Человек поднял взгляд, сдвинул назад панаму и увидел Самуэля. Он сильно вспотел, но не снимал футболку и джемпер. Вытер пот со лба рукавом. Пот остался на дешевой ткани серым пятном. Человек шагнул к Самуэлю, но остановился, заметив нож. Улыбка застыла у него на губах, и он взял кувалду обеими руками. И двинулся к нему.
Самуэль выставил перед собой руку с ножом, повернув лезвие боком, чтобы было заметнее.
Человек приближался к нему. Он качнул головой в сторону ножа и что-то спросил сильным грубым голосом. Самуэль тоже качнул головой.
– Думаешь, я просто старый дурак, который не знает, что ты задумал? Я тебя знаю. Как облупленного. Этот старый дурак знает, что ты сделал и что задумал сделать. – Он указал ножом на кувалду: – Положь. Остров ты не получишь, так и знай. Положь кувалду. Она не твоя. Тут ничего нет твоего.
Человек стоял и смотрел на Самуэля. Самуэль двинулся вперед.
– Положь кувалду, – сказал он, качнув головой. – Давай, ложи.
Человек крепче сжал ручку кувалды и нахмурился.
– Сказал же, положь. Это земля моя. Ты ее не получишь.
Наконец человек чуть заметно пожал плечами и сделал шаг назад. Он вытянул перед собой кувалду и бросил на землю. Затем поднял руки с открытыми ладонями и отошел еще назад.
Какое-то время они стояли, глядя в глаза друг другу. Под ногами у них кудахтали куры, ковыряясь в грязи. На каменную изгородь опустился баклан, почесал клювом под крылом и улетел.

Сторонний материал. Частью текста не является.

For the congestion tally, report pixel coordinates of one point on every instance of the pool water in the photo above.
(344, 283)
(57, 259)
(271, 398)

Человек заговорил спокойным голосом. Руки он держал поднятыми и все так же смотрел в глаза Самуэлю.
– Чего ты там говоришь? Ты же знаешь, я тебя не понимаю. Чего ты говоришь?
Человек шагнул вперед. Самуэль резанул ножом воздух.

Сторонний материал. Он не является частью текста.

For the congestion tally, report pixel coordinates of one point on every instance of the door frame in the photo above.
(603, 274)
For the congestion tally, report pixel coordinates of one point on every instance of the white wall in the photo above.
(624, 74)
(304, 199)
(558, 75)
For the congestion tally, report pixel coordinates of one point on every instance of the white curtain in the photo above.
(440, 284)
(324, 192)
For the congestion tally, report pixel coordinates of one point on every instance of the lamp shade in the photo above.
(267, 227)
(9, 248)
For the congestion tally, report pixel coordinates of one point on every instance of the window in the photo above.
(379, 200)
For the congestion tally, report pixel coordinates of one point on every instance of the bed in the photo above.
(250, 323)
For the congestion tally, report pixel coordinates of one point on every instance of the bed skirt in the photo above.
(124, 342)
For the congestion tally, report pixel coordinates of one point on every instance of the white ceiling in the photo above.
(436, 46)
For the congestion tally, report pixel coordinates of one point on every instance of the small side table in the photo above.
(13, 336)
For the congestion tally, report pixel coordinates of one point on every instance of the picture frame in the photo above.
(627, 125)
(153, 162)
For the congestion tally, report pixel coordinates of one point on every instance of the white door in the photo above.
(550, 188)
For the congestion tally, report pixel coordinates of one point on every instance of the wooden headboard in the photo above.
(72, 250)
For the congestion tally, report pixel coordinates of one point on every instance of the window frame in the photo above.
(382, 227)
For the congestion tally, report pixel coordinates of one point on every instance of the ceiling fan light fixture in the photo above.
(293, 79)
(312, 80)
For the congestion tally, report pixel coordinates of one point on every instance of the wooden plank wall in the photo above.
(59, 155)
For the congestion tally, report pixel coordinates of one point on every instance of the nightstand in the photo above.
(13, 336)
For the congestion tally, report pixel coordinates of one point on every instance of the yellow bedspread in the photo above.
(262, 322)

– Не подходи. Даже не думай. А то получишь.
Но человек сделал еще один шаг в его сторону, продолжая что-то тихо говорить. Он слегка покачал головой и криво улыбнулся, медленно приближаясь. При каждом его шаге хрустел песок, а следом волочились грязные шнурки. Человек говорил слова, ничего не значившие для Самуэля. Тем не менее они заставили его замешкаться. Он опустил взгляд и переложил нож в другую руку. Облизнул губы, почувствовав вкус пота. Он подумал, что сейчас самый удачный момент сделать выпад и всадить нож в живот человеку. Но понял, что не может этого сделать. Он снова стал тем, кто проявил слабость перед солдатом, тем, кто не смог задушить человека. Вот он, Самуэль. Как есть слабак. Он выронил нож, жалобно вскрикнув, и бросился наутек, к коттеджу. Он бежал, не оглядываясь и не зная, не поднял ли человек нож, не гнался ли за ним.
Он споткнулся на пороге и упал, чувствуя себя распоследним трусом. Он убежал, смылся, спасовав перед убийцей, посягавшим на все, что было у него. Его ждет смерть. Смерть.

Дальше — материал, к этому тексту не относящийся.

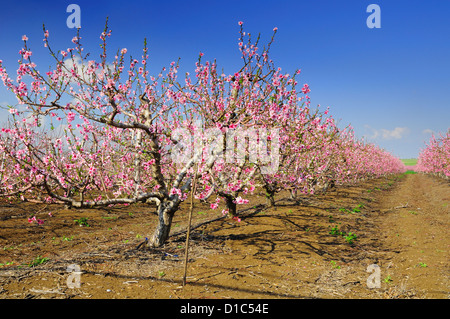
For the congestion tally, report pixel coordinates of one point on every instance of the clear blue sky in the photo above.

Но, упав, он увидел ключ от входной двери. Он лежал на коврике в прихожей. Никто его не брал. Он все время там лежал.
САМУЭЛЬ ПРОЛЕЖАЛ НА ПОЛУ НЕСКОЛЬКО МИНУТ, прежде чем поднялся, опираясь о стену. Он не сильно ушибся, но у него все плыло перед глазами и колено неудобно подвернулось. Он тяжело дышал, привалившись к курткам, висевшим на вешалке. Никто не ставил ему подножку. Это было ясно. Он сам упал. Да и в тот раз – на выходе из маяка – он, возможно, зря грешил на человека. Возможно, у него заплелись ноги? Он остарел; ноги его не слушались. Человек был здесь ни при чем. Самуэль поддался паранойе, заставившей его считать человека преступником без всяких на то оснований. Что плохого он ему сделал? Ничего. По здравом размышлении, Самуэлю не в чем было его обвинить. С какой стати он повесил на него убийство женщины, не говоря об остальном?